Es cierto que en Colombia existen largas extensiones de tierra desaprovechadas, no solo por la falta de uso, sino por su uso inadecuado. Este no es el caso de Incauca. Según cifras de Asocaña, en Colombia la agroindustria de la caña representa el 0,7 % del PIB total y el 3,7 % del PIB agrícola del país, y en el departamento del Valle del Cauca representa 38 % del PIB agrícola y el no despreciable aporte del 25 % del PIB de la industria total en dicho departamento, generando cerca de 180.000 empleos.
Pensar en una política económica y agrícola como la que propone Gustavo Petro es pegarse un tiro en un pie. Por un lado, acabará una industria organizada, con generación y aporte al sistema productivo del país, pero de rebote con una falsa concepción de progreso entregará una tierra -que sí está siendo aprovechada de manera legal- a pequeños productores para que termine convirtiéndose en una gran cascada de autoempleo insostenible, improductiva ahora sí y sacando de las finanzas nacionales y departamentales las rentas por la correcta ejecución de una actividad productiva.
Petro tiene la tentación de la expropiación y de a poco ha ido develando cómo -a pesar de posar como un gran demócrata- lo único que esconde en sus propuestas es una lucha de clases que está mandada a recoger, siendo sus discursos gasolina para el fuego de la polarización, que lo único que ha logrado a lo largo de nuestra historia es generar muertos -los mismos que él ayudó a sumar a las cifras del conflicto- sin que en Colombia realmente puedan desarrollarse y consolidarse procesos empresariales sostenibles en el tiempo.

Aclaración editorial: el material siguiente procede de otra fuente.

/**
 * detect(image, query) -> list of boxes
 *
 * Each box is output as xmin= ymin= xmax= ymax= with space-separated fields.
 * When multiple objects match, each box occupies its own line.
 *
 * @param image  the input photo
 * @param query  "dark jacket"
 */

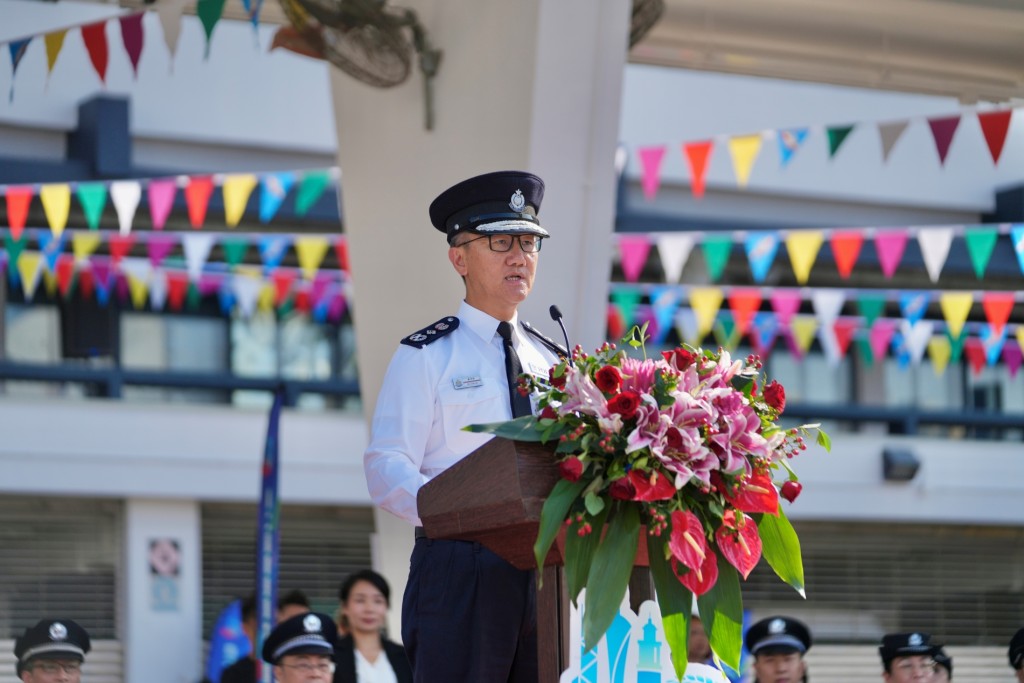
xmin=219 ymin=656 xmax=255 ymax=683
xmin=332 ymin=634 xmax=412 ymax=683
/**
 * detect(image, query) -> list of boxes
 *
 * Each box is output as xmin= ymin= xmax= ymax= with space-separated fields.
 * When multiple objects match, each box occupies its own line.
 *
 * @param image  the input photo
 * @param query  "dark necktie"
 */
xmin=497 ymin=321 xmax=533 ymax=418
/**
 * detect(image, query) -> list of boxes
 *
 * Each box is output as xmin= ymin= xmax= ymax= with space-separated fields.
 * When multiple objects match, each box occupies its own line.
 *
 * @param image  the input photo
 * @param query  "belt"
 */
xmin=414 ymin=526 xmax=428 ymax=540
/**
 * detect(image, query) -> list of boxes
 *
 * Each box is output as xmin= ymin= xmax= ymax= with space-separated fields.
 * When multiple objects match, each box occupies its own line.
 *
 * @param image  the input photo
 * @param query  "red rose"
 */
xmin=549 ymin=366 xmax=567 ymax=390
xmin=764 ymin=380 xmax=786 ymax=413
xmin=661 ymin=348 xmax=697 ymax=371
xmin=594 ymin=365 xmax=622 ymax=393
xmin=607 ymin=391 xmax=641 ymax=419
xmin=609 ymin=476 xmax=637 ymax=500
xmin=559 ymin=456 xmax=584 ymax=482
xmin=780 ymin=480 xmax=802 ymax=503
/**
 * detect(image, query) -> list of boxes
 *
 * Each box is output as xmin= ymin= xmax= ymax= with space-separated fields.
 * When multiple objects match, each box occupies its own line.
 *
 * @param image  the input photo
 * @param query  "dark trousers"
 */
xmin=402 ymin=537 xmax=537 ymax=682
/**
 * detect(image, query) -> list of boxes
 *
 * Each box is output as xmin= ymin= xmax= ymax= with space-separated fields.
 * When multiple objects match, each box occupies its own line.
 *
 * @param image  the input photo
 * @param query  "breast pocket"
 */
xmin=437 ymin=381 xmax=508 ymax=455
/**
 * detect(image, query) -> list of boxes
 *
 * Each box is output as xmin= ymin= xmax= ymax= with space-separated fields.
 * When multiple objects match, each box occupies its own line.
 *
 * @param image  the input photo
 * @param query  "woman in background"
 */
xmin=332 ymin=569 xmax=412 ymax=683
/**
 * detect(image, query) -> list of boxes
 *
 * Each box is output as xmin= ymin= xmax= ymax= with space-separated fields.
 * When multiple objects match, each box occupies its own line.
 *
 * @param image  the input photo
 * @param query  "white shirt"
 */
xmin=354 ymin=648 xmax=398 ymax=683
xmin=363 ymin=300 xmax=560 ymax=525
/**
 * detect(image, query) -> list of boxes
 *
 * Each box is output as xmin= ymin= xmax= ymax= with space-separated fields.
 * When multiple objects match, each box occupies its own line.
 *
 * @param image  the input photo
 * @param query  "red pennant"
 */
xmin=927 ymin=115 xmax=961 ymax=165
xmin=978 ymin=110 xmax=1013 ymax=165
xmin=981 ymin=292 xmax=1015 ymax=334
xmin=963 ymin=338 xmax=986 ymax=376
xmin=109 ymin=235 xmax=135 ymax=265
xmin=272 ymin=271 xmax=296 ymax=306
xmin=727 ymin=288 xmax=762 ymax=336
xmin=607 ymin=304 xmax=625 ymax=341
xmin=334 ymin=237 xmax=349 ymax=272
xmin=185 ymin=176 xmax=215 ymax=228
xmin=4 ymin=186 xmax=33 ymax=240
xmin=683 ymin=141 xmax=713 ymax=199
xmin=55 ymin=255 xmax=76 ymax=297
xmin=294 ymin=289 xmax=312 ymax=312
xmin=830 ymin=230 xmax=863 ymax=279
xmin=81 ymin=21 xmax=109 ymax=83
xmin=167 ymin=272 xmax=189 ymax=311
xmin=833 ymin=319 xmax=858 ymax=357
xmin=78 ymin=269 xmax=95 ymax=300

Ahora resulta que el esfuerzo empresarial en Colombia es satanizado por el solo hecho de ser exitoso y rentable para quienes llevan toda una vida apostándole al país.

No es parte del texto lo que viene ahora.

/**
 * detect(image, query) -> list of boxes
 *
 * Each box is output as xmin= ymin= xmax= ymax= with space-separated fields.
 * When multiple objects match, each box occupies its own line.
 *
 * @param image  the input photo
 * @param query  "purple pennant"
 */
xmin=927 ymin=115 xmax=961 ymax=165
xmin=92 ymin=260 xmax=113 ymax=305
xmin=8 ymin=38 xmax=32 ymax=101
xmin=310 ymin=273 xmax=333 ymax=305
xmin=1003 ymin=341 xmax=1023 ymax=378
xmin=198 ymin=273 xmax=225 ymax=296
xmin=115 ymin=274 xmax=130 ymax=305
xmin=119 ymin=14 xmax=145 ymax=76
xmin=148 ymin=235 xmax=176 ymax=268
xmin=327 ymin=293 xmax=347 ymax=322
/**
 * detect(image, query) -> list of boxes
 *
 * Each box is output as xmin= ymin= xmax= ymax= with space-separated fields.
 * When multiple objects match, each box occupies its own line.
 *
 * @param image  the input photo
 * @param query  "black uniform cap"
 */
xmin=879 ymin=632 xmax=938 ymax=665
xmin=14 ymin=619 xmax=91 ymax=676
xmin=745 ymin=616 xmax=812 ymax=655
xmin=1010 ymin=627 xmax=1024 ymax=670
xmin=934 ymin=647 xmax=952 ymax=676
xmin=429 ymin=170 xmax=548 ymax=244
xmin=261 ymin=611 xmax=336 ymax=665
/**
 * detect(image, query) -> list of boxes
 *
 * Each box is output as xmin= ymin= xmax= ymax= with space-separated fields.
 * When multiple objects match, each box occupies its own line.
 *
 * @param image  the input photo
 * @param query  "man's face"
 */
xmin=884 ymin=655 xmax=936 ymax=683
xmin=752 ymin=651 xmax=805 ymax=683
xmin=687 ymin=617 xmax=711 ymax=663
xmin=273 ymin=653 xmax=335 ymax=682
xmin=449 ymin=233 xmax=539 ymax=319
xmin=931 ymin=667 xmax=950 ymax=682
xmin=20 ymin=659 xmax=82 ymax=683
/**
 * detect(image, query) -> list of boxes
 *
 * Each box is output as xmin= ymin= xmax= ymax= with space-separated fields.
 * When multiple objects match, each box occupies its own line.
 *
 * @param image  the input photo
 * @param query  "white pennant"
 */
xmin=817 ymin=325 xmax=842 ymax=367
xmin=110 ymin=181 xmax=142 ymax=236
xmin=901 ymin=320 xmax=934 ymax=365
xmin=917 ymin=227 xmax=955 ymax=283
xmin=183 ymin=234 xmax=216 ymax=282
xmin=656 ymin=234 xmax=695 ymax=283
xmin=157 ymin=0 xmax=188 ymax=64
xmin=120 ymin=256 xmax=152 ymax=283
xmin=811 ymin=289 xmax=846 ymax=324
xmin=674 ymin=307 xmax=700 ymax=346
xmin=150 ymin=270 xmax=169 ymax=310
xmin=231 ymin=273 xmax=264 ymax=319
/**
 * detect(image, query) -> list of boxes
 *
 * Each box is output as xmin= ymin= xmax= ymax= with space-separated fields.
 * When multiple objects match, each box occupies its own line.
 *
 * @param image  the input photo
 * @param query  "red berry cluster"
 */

La propuesta no solo es irresponsable, populista e ignorante, sino peligrosa. Es absolutamente claro el desconocimiento de Gustavo Petro del país. Es imposible pensar que una empresa con un peso tan importante y un impacto tan positivo en la economía regional y nacional sea objeto de amenazas y seguramente -tal como pasó con el fracasado esquema de basuras en la ciudad de Bogotá- si es presidente la materialización de su lucha personal en contra del tejido empresarial productivo dejará en la calle a miles de personas que viven de empresas que él ha declarado objetivo, con la falsa promesa -fundamentada en su megalomanía- de generar progreso a costa de la estabilidad de todo un país.

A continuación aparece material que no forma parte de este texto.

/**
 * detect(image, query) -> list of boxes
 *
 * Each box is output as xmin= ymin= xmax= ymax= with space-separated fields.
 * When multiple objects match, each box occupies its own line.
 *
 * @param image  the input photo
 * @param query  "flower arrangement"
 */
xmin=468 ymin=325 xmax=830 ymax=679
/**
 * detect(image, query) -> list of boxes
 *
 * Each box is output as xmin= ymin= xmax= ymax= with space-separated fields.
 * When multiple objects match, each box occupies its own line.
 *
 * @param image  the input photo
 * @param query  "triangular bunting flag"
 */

Así que, estimado lector, por más seductoras que le parezcan las propuestas de Gustavo Petro en este sentido, trate de pasarlas por el filtro del sentido común y de la viabilidad económica: le aseguro que su conclusión no será otra que la inviabilidad del programa de gobierno de la “Colombia Humana” y el seguro fracaso de un gobierno que desde la previa está buscando destruir y no construir.